週刊BCN 2006年11月27日vol.1164掲載

トラブルが導入意欲をそぐ

選挙無効の訴えが相次ぐ

 この11月、神奈川県海老名市は電子投票システムの導入を断念した。システムの読み取り精度に問題があり、解決の見通しが立たないというのが理由である。2002年、岡山県新見市が全国に先駆けて市議・市長選に適用してから4年半。この間、電子投票が行われたのは10市町村13例に過ぎない。政府は電子投票システムをe─Japan構想の〝目玉〟に位置づけたが、遅々として普及しない。なぜなのか。(佃均(ジャーナリスト)●取材/文)

■最高裁が選管の上告を棄却

photo 岡山県新見市は2002年3月20日に条例を制定し、同年6月23日に行われた市長・市議選に適用した。43の投票所に電子投票普及協業組合の「EVS(Electronic Voting System)」を採用、開票集計に要した時間は投票数1万5066で12分だった。

 新見市以後に行われた電子投票の開票集計時間を見ると、翌年2月の広島市安芸区(市長選、EVS)は、投票2万9122に7分、同年4月27日の宮城県白石市(市議選、東芝)は投票2万1552に55分、7月6日の福井県鯖江市(市議選、EVS)は投票5万1034に14分となっている。開票集計の効率が驚異的に改善されることが証明された。

 先行4例が成功したことで関係者は胸をなでおろし、IT業界は「一気に市場が拡大する」と意気込んだ。その矢先、岐阜県可児市市議選(富士通)で大トラブルが発生した。1時間23分にわたって投票端末160台がダウン。投票716件の記録に異常が発生し、端末9台の投票ログが消滅、619件の二重投票が発見された。

 同市選管は不在者投票分も含め、開票集計は約1時間で終了したと発表したが、その後、職員が投票者数と電子投票システムの投票ログを照合したところ、1件の不一致が発見されたのだ。
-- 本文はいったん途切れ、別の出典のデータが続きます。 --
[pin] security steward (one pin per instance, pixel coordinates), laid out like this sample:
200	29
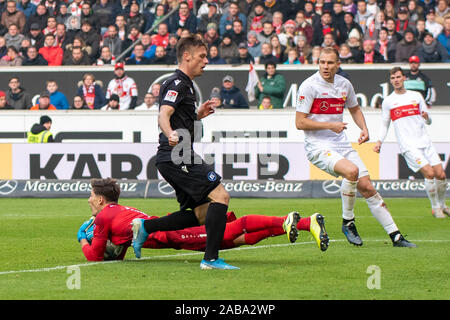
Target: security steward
40	132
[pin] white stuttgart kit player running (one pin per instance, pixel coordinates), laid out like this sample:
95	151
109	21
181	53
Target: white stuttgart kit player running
409	114
321	101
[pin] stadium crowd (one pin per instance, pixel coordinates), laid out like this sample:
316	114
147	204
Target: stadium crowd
78	32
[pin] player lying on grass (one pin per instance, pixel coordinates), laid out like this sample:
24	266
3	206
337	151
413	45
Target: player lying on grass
108	234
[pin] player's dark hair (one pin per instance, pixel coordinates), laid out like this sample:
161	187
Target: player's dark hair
394	70
188	44
107	188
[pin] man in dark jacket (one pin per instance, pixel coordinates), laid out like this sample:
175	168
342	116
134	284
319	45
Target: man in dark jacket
33	58
40	132
231	95
16	96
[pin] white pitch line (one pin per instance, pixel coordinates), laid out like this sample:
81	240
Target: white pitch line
89	264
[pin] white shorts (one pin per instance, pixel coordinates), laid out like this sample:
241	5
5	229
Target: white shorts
326	159
416	159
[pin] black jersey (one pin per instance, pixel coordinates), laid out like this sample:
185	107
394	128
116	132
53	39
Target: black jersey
178	92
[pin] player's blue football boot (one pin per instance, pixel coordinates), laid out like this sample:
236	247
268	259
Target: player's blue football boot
216	264
139	236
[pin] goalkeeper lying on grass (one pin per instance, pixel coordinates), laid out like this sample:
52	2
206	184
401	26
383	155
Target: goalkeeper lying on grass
108	234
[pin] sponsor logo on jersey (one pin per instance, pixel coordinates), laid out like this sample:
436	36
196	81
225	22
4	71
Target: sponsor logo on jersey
171	96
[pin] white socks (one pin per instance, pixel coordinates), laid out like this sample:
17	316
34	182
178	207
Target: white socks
441	188
432	192
348	196
381	213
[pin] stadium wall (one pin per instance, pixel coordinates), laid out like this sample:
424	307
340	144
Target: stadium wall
370	81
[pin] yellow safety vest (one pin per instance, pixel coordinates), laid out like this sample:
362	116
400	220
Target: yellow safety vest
41	137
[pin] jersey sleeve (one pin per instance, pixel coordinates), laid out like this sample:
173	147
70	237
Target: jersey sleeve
172	94
305	98
350	101
96	250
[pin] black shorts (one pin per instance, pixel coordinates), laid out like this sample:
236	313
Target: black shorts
192	183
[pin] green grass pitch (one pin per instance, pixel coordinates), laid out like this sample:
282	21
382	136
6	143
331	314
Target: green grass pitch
39	253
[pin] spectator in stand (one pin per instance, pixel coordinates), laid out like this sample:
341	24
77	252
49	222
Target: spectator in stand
40	17
91	38
267	32
231	96
43	103
106	58
138	56
237	32
113	103
370	55
267	55
17	96
113	41
61	36
431	25
13	37
50	52
13	16
3	103
407	47
253	45
273	85
162	37
228	49
136	18
257	17
91	91
211	17
12	58
27	7
292	57
184	18
149	103
287	35
444	36
303	27
213	56
57	98
345	54
77	57
432	50
244	57
227	19
79	104
104	12
51	26
416	80
212	36
153	19
124	87
348	27
385	47
161	57
34	58
36	36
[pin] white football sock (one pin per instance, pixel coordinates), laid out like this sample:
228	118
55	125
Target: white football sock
441	187
381	213
430	187
348	196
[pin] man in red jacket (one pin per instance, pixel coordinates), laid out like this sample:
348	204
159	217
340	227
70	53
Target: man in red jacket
112	231
51	52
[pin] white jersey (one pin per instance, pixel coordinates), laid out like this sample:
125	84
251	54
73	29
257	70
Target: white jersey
125	88
325	102
405	111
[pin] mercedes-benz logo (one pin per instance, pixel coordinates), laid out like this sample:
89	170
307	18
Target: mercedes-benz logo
331	186
165	188
7	186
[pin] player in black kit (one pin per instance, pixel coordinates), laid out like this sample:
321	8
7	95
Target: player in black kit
202	197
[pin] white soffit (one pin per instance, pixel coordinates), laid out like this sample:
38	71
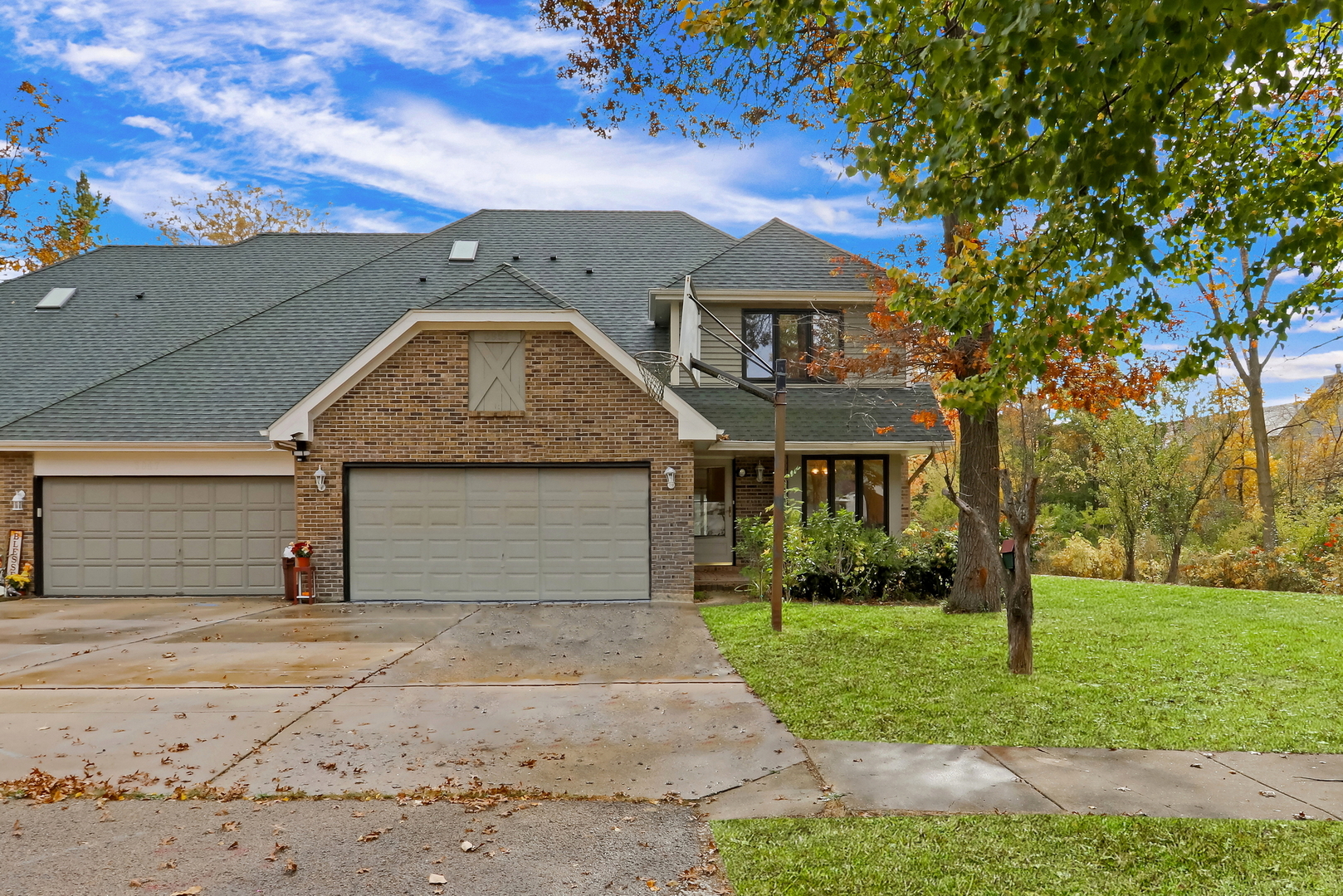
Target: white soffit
56	299
163	464
464	250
そこで再集計が行われ、二重投票12件、開票不能8件など、計24件の不明票が確認されることとなった。同市選管は「投票所で計算を間違えた可能性がある」としたが、おさまらないのは落選した候補者だ。

 というのは最下位当選者と次点落選者の票差が35票だったためだ。不明票次第で当落が逆転する可能性があるとして、次点落選者と有権者15人が選挙無効の訴えを起こした。名古屋高裁は訴えを認めて選挙のやり直しを命じたが、これを不服とした同市選管は最高裁に上告、最高裁は昨年7月、「選管の主張は上告理由に当たらない」として上告申請を棄却した。
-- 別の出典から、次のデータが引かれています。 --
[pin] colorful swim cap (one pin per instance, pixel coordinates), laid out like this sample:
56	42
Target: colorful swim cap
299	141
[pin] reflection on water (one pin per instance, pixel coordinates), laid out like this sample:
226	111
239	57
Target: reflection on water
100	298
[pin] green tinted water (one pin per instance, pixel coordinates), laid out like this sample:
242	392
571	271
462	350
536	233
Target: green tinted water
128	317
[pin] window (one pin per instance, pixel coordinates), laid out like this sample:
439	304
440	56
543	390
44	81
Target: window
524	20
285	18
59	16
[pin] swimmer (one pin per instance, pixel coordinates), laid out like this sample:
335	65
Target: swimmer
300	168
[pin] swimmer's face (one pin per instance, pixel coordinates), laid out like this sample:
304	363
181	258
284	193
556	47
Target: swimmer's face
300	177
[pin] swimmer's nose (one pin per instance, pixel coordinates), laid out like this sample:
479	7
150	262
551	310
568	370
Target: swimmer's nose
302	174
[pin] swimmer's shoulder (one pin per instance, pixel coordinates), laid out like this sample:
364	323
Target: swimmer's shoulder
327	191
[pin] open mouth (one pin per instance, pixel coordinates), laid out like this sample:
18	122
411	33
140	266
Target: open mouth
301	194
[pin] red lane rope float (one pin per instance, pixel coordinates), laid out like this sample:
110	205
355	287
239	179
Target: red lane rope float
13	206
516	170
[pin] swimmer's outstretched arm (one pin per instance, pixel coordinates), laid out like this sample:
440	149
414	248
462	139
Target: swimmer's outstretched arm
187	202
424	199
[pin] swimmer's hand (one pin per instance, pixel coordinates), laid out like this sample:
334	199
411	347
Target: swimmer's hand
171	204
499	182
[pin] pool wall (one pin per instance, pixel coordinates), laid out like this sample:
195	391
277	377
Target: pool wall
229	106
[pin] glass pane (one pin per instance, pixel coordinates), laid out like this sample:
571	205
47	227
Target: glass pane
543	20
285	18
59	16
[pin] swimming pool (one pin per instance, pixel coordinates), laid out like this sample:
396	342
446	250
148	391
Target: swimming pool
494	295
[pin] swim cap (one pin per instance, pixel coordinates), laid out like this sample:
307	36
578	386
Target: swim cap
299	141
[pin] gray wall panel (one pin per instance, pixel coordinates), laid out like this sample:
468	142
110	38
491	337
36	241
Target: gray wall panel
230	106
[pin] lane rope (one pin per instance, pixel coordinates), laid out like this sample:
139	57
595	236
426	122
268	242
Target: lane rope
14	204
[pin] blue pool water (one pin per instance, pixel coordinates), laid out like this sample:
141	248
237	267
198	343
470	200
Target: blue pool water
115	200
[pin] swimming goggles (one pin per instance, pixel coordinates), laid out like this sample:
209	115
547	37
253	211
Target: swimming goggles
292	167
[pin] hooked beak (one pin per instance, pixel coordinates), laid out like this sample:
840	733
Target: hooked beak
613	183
 同日、細田博之官房長官(当時)は「総務省が電子自治体システムに意欲のある自治体を支援していこうとしているなかで、最高裁の判断は非常に残念」とコメントし、総務省選挙部管理課は「可児市の場合、投票が中断したのは問題だが、バックアップ体制があれば回避できた」と電子投票システムの信頼性を強調した。

■海老名市ではサーバーがダウン

 神奈川県海老名市が電子投票システムの採用に踏み切ったのは、可児市のトラブルが報じられていた03年11月である。6月13日に条例を制定し、NTT東日本が開発したクライアント・サーバー式のシステムを使用することが決まっていた。11月9日の市長・市議選は市内20の投票所にサーバー42台、端末172台を配置して行われたが、サーバー1台、投票端末23台がダウン、投票端末を起動するICカード79枚に読み取り障害が発生した。

 開票集計は投票6万2666に対し、電子投票分は26分で終了したが、投票端末に内蔵していたコンパクト・フラッシュ・メモリ(CFM)に9件の記録障害があることが集計後に判明した。そこでバックアップ用の副CFMと照合するなどの作業を行い、最終的に集計が確定したのは日付が変わった午前1時4分となってしまった。
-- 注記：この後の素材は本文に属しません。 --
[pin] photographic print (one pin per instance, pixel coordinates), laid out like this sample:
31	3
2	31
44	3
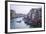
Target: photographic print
25	16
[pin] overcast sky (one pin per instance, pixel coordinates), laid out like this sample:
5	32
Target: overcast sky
21	8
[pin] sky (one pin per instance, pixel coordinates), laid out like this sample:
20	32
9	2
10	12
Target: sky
21	8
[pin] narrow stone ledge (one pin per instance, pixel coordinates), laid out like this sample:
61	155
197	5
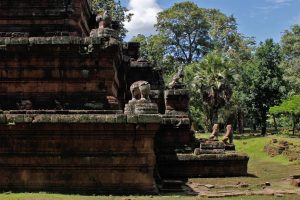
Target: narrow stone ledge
143	119
176	92
176	121
190	157
10	118
55	40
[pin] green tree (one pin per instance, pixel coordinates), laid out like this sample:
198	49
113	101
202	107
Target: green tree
152	48
290	108
117	11
211	83
291	58
263	81
185	27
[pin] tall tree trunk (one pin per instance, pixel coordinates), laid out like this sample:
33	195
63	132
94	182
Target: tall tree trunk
215	116
240	122
294	124
263	122
254	125
275	123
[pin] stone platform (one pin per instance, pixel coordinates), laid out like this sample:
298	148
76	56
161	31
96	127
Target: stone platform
77	151
181	166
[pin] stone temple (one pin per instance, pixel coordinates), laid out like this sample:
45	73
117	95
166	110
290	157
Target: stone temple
77	113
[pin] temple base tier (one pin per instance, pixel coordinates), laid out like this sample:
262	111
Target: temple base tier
180	166
78	152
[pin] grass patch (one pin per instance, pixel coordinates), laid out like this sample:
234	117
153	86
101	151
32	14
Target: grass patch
263	168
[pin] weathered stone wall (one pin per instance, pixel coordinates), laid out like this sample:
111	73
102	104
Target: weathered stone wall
44	17
77	152
206	165
60	72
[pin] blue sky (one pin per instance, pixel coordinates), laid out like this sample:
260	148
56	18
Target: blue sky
259	18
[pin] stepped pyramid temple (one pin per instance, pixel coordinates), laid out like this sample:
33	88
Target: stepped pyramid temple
80	111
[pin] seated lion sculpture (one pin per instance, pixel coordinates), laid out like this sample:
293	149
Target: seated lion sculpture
140	90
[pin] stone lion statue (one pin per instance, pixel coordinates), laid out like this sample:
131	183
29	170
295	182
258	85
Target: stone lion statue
140	90
228	135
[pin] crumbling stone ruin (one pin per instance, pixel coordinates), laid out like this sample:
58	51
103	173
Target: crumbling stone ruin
82	112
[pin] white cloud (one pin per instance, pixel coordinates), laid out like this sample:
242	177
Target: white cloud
144	17
296	20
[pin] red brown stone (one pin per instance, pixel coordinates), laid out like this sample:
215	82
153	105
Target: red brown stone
44	18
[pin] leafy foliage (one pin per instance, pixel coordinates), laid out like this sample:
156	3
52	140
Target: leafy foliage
291	60
117	11
211	82
290	108
186	29
263	81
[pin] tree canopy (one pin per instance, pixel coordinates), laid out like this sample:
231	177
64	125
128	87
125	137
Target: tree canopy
291	58
117	11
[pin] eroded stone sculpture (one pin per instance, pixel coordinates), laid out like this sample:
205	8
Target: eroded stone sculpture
140	102
228	135
140	90
177	79
104	21
25	105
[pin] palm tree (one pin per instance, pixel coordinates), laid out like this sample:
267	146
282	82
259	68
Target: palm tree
213	83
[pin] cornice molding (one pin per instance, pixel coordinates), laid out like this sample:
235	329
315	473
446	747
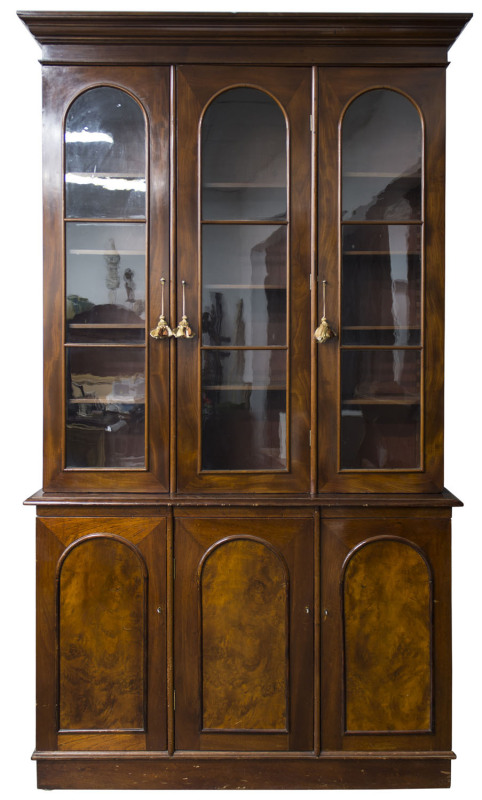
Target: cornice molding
79	28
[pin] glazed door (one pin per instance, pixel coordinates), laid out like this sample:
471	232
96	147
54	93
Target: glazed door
101	641
243	255
244	628
380	264
106	202
385	634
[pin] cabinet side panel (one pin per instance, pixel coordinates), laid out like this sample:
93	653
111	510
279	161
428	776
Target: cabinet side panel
101	637
387	641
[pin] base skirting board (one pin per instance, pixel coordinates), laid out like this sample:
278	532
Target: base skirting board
225	771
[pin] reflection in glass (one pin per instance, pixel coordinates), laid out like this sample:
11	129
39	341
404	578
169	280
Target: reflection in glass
106	282
105	407
244	285
244	410
105	161
244	157
381	284
382	158
380	415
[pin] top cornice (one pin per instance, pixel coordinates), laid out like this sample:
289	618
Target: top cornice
208	29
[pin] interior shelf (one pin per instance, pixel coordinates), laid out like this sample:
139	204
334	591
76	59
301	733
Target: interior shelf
107	326
386	400
244	387
382	175
127	175
381	253
104	401
381	327
107	252
243	286
243	185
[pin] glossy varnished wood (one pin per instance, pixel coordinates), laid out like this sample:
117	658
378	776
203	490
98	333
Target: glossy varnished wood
426	88
68	638
272	631
102	636
151	88
387	619
348	771
239	592
291	88
346	642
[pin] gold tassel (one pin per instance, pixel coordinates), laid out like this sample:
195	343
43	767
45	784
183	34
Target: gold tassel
162	330
183	330
324	332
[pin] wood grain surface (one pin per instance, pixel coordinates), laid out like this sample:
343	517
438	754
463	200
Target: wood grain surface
244	591
387	616
101	637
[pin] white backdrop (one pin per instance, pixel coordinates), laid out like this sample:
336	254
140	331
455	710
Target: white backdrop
21	366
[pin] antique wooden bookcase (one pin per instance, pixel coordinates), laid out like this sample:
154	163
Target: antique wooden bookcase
243	532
 市長選の次点落選者が県選管に異議を申し立て、市民3人が市議選を巡る県選管の審査棄却の取り消しを求めて東京高裁に提訴した。その後、市長選次点落選者は異議申し立ての提訴を断念したが、市民3人は市長選に関しても司法判断を求める訴訟を東京高裁に起こしている。

 選挙無効の訴えはまだ続く。04年10月31日に宮城県白石市で行われた市長選で使用したのは前回と同じ東芝製のシステムだったにもかかわらず、投票機62台がうまく作動せず、投票開始時刻が最大1時間遅延した。有権者に平等な投票機会を保証しなかったとして、市民が県選管に選挙無効の異議を申し立てた。県選管は異議申し立てを棄却したが、他の市町村に電子投票システムの不安定さを印象づけた。

 神奈川綾瀬市、島根県松江市は昨年、市長選で計画していた電子投票システムの採用を見送り、全国2番目の導入となった広島市、4番目の鯖江市(福井県)は条例を廃止、海老名市も来年11月に予定されている市長・市議選を旧来の自書式に戻すことを決めた。海老名市は電子投票条例を改正するか廃止するかの判断に迫られている。

■「責任は自治体」でいいのか

 新見市の初導入から4年半の間に行われた電子投票は10自治体13例、そのうち8例で何らかのトラブルが発生、3例が異議申し立てや訴訟に発展している。多くの市町村が「あえて火中の栗を拾うことはない」と回避する傾向にある一方、「トラブルの多くは投票所の運営体制に原因があるのではないか」とする指摘や、「トラブルが発生した際の対応が重要」と前向きな姿勢を見せる市町村も少なくない。

 02年8月に村議選に適用した福島県大玉村は、「空調設備が万全でない投票所にサーバーを置くのは無理がある」と指摘する。可児市では投票所に設置したサーバーが過熱し、それがシステムダウンの原因になったと分析し、スタンドアロン型を採用した。投票機を起動するICカード6枚に読み取り不能が発生したが、その場で立会人が対処したため、大きなトラブルにはならなかった。

 「システムに頼らず、現場では人的に対応したのが成功の要因」と大玉村が胸を張るのは、中学校の生徒会選挙で実験したり、高齢者に操作法を教える巡回サービスを実施するなど、事前の準備があったためだ。同村は県知事選でも採用する考えだったが、「大玉村だけ電子投票というのは整合がとれない」と県選管からクギをさされた。

 「全国最大規模」とされた三重県四日市市の市長・市議補選(04年3月)では、市内56か所の投票所にEVS方式の投票機387台が設置され、トラブルは全くなく、投票9万5056の開票集計が11分足らずで完了している。宮崎市は住基カードと組み合わせた電子投票システムの構築に取り組んでいる。「住基カードで本人確認ができ、疑問票の発生を解消できる」と自信をみせる。

 システムの標準方式がないまま、適用が地方選挙に限定されていること、トラブル対応についてガイドラインもなく、選挙自体を無効とするほかに訴えの方法がないことも、阻害要因となっている。電子投票を可能にする法律をつくりながら選挙関連法との整合がなく、実施は自治体任せ。これでは普及は覚束ない。